DataLoader gives:stack expects each tensor to be equal size,due to different image has different objects number

Hello,I am preparing dataset for a detection task:

def __getitem__(self, idx):
    ......
   return from_numpy(image), from_numpy(bboxes)

As you can see,the second element of the return is bboxes,and different image will have different number of objects in it,so the shape of the bboxes will vary from each other,and this will cause Dataloder throws out an exception like:

RuntimeError: stack expects each tensor to be equal size, but got [1, 1, 5] at entry 0 and [1, 5, 5] at entry 1

when it tries to stack bboxes(label) in a batch,question is

what is general paradigm to handle this issue?

This discussion may be helpful.


Usually, in such situations some sort of padding has to be introduced for each batch so all elements match in size. This can be achieved by defining your own collate_fn that is then passed to DataLoader as an argument.
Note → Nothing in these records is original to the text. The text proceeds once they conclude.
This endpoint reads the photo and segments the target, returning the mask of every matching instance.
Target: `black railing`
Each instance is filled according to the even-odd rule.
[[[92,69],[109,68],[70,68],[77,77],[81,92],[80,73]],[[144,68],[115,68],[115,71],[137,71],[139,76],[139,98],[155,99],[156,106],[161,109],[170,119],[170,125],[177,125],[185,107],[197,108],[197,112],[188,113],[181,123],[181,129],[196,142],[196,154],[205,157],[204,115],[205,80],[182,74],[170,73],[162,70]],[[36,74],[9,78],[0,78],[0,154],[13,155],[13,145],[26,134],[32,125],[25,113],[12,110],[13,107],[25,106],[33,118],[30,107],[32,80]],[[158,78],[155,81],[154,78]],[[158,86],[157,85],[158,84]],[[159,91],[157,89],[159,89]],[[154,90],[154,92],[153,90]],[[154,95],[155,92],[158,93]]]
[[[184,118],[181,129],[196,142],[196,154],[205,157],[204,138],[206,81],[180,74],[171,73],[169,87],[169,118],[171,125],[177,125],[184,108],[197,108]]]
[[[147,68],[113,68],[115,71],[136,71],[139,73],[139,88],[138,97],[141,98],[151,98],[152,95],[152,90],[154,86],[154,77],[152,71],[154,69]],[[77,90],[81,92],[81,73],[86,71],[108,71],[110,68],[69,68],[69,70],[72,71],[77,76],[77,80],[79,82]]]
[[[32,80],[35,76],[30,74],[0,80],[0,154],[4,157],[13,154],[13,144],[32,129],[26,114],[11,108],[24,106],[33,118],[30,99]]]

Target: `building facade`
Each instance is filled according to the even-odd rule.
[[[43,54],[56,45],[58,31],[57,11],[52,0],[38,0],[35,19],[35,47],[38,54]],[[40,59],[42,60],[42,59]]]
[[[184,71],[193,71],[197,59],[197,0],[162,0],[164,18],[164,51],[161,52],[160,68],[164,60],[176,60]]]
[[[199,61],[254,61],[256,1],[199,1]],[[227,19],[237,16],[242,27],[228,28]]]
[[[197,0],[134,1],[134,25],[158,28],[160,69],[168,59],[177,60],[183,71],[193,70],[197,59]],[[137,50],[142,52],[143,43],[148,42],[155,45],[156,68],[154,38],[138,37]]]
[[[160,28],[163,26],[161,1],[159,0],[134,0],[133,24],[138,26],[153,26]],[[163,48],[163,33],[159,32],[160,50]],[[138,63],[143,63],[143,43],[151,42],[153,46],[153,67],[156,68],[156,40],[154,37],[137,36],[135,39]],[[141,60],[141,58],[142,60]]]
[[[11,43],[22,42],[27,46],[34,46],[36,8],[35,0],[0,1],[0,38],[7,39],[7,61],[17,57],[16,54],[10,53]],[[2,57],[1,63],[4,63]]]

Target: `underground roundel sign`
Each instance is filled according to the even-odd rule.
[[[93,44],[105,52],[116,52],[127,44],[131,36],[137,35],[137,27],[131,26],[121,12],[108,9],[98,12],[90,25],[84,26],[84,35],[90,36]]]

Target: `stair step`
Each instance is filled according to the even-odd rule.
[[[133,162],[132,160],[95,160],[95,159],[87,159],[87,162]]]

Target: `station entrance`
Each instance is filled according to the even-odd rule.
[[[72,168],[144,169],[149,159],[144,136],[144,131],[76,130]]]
Thanks,I may haven’t express may question clearly,the size(width/height) of every transformed image is same,and the problem caused from that the numbers of object in each image in the same batch are different,not the height or width of images

The simplest solution to that is to define the collate_fn like this:

def collate_fn(batch):
    return tuple(zip(*batch))

And this is the for loop:

for image_batch, bbox_batch in dataloader: 
    ...

Then, inside the loop you can stack the images before passing them to the model, etc.

If you need some additional functionality, you can even define your own object for handling batches (in the docs there is an example how to do this).